It would be fair to say that I needed a little persuading to enter the world of Motherhood. I was enjoying a fulfilling career with all the freedom and excitement a good income allows. What little I did read about motherhood was often negative with any positives listed only as a small footnote. I always understood the need to seek comfort in sharing similar experience with others but came to the conclusion that motherhood was an overall unhappy and exasperating experience.  After all, if it was all that great, why didn’t people write about those aspects? I would see sentimental memes shared on Facebook regularly enough but the long and detailed accounts of life with a baby or toddler were reserved for dissatisfaction and frustration. I did not want to be that miserable. No thank you.

Fast forward a few years and I was happily settling down with a wonderful, caring man. The urge to create a family between us crept in. As happens when you hit a certain age, friends started having families of their own and I was able to see these women go through the most wonderful transformation. They glowed with the love and joy of their babies and, most surprisingly to me, they were still interesting, vibrant and had their own identity. I thought maybe I could be a mother and still be the ambitious, geoscience geek that I am. And so, not long after we married we started trying for a baby. We were blessed with our daughter Madeline Theia in February of 2017 and nothing in this world has made me happier.

Coming up to Madeline’s first birthday I have been looking back over the past year and thinking about all the things I have enjoyed. I decided to write a list of just some the unexpected pleasures that come with being a mum to counterbalance the more negative articles I had read in the past.

I should say that the following are my personal experiences, not a generalization. I have deliberately kept it positive. There certainly are hard times and many challenges but those have already been covered so many times. I am not trying to gloss over the hard times or deny they happen, because they absolutely do. This is just my happy version of the “Dear First Time Mum” blog… and here goes…

Unexpected Positive Experiences When You Become A Mother

The moment a child is born, a mother is born - Rajneesh (Image Credit Lion Fox & Co)
The moment a child is born, a mother is born – Rajneesh (Image Credit Lion Fox & Co)

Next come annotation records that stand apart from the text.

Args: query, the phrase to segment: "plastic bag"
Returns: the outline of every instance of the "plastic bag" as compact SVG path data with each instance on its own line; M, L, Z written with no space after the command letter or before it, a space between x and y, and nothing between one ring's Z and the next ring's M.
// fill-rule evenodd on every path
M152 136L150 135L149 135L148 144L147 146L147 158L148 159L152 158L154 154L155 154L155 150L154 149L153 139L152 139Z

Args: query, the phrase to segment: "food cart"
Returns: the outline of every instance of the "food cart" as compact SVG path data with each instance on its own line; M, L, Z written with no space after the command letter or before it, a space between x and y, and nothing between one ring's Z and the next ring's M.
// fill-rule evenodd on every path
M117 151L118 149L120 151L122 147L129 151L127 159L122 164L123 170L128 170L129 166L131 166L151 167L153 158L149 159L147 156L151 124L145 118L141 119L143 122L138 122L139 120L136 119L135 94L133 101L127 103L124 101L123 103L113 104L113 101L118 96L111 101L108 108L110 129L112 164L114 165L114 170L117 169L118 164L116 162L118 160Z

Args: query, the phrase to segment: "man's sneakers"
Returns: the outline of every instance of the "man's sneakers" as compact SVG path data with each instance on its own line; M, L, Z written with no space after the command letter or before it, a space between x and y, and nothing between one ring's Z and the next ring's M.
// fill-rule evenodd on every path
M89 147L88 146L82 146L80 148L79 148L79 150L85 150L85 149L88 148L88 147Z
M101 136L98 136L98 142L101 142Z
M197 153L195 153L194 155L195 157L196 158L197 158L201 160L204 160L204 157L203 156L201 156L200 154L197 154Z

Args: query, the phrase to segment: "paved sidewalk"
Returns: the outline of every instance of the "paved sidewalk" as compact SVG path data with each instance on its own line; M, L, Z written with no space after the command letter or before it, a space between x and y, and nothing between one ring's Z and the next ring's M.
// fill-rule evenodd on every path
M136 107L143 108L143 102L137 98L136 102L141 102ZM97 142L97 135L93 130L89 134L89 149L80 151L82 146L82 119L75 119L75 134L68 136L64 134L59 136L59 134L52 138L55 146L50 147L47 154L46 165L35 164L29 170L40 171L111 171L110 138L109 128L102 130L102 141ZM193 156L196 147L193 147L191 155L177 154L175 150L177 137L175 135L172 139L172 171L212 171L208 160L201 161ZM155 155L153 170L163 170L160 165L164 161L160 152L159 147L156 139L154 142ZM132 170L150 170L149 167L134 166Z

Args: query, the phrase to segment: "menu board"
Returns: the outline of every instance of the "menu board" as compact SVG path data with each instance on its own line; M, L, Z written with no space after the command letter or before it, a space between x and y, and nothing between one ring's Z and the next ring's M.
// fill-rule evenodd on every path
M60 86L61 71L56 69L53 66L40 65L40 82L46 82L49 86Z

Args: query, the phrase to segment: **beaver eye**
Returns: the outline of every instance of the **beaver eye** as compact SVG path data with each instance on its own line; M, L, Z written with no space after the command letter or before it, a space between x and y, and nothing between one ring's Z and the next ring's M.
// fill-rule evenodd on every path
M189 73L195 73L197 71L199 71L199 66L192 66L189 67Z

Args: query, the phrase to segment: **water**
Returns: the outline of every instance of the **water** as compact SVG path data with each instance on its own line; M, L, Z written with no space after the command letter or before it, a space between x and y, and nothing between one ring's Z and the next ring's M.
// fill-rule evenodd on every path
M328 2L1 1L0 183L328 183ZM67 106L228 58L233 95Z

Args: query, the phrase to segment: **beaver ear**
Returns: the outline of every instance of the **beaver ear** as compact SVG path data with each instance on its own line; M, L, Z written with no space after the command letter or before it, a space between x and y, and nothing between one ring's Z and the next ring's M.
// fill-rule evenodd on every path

Just about everyone is friendly

Most trips to the supermarket take a long time. Not because the baby is unruly but because most older ladies you pass will stop me to chat to Madeline. She mostly obliges with smiles but even when she grimaces at them, they still smile back and chat a little. It’s not just the granny types either, the granddads wave and other children come up to say hello to a baby and parents make polite small talk. I overhear people whisper “oh she’s so cute” and yes, I will admit that I actively engage in these conversations and covet the baby compliments. They make me smile and I genuinely enjoy the interactions. Joking aside, there was a time when I started to feel very isolated. We have no family in Western Australia and my husband works away. These casual ‘friends’ I made at Woolies were what stopped me slipping into a dark place.  Thank you friendly strangers.

The Baby Vortex

I can lose hours each day just being with Maddie. We call it the Baby Vortex. When she was first born I could at her sleeping for such a long time I would get neck ache. Newborn babies quickly learn to control their eyes and they can maintain eye contact for what feels like hours. I would wonder what she was thinking and if she knew who I was. Nowadays I catch myself just watching her play, other times I am being silly to keep her laughing. Sometimes a whole morning can go by and I realise that I haven’t done any of the chores I set out to do and I forgot to prepare lunch. The Baby Vortex is amazing. It’s why it takes me so long to get anything done.

More ambition, enthusiasm and motivation (just redirected)

People used to tell me that I would probably lose interest in my career when I had a baby and that my life would be ‘put in perspective’, as if it were out of perspective prior to becoming a mother. I would find it so frustrating and patronising. Well, I have not lost ambition or enthusiasm at all. In fact, I feel more driven than ever. I have a daughter and I need to be a role model to her. I want to show her that she can achieve anything she wants. The difference today is that I may have redirected my ambition. Time is precious and if I am away from my baby girl, it needs to be worthwhile. I feel a strong urge to show young girls that they can be part of the STEMM (science, technology, engineering, mathematics, medicine) world. Maybe I have found perspective, my interests have evolved, I am more ambitious than ever because I am now accountable. Its not just me anymore, I have a responsibility to this little girl and nothing is more motivating than that.

Birth can be beautiful

My birth did not go to plan. Not at all. My baby’s heart rate kept dropping so the obstetrician decided to intervene. Maddie was born in a bit of a rush with the umbilical cord wrapped three times around her neck. To make matters worse she was holding on to the cord and with every push she tightened the noose. Then, when Maddie was only two hours old I was taken down to surgery as I was hemorrhaging. It was four hours before I was reunited with my little family.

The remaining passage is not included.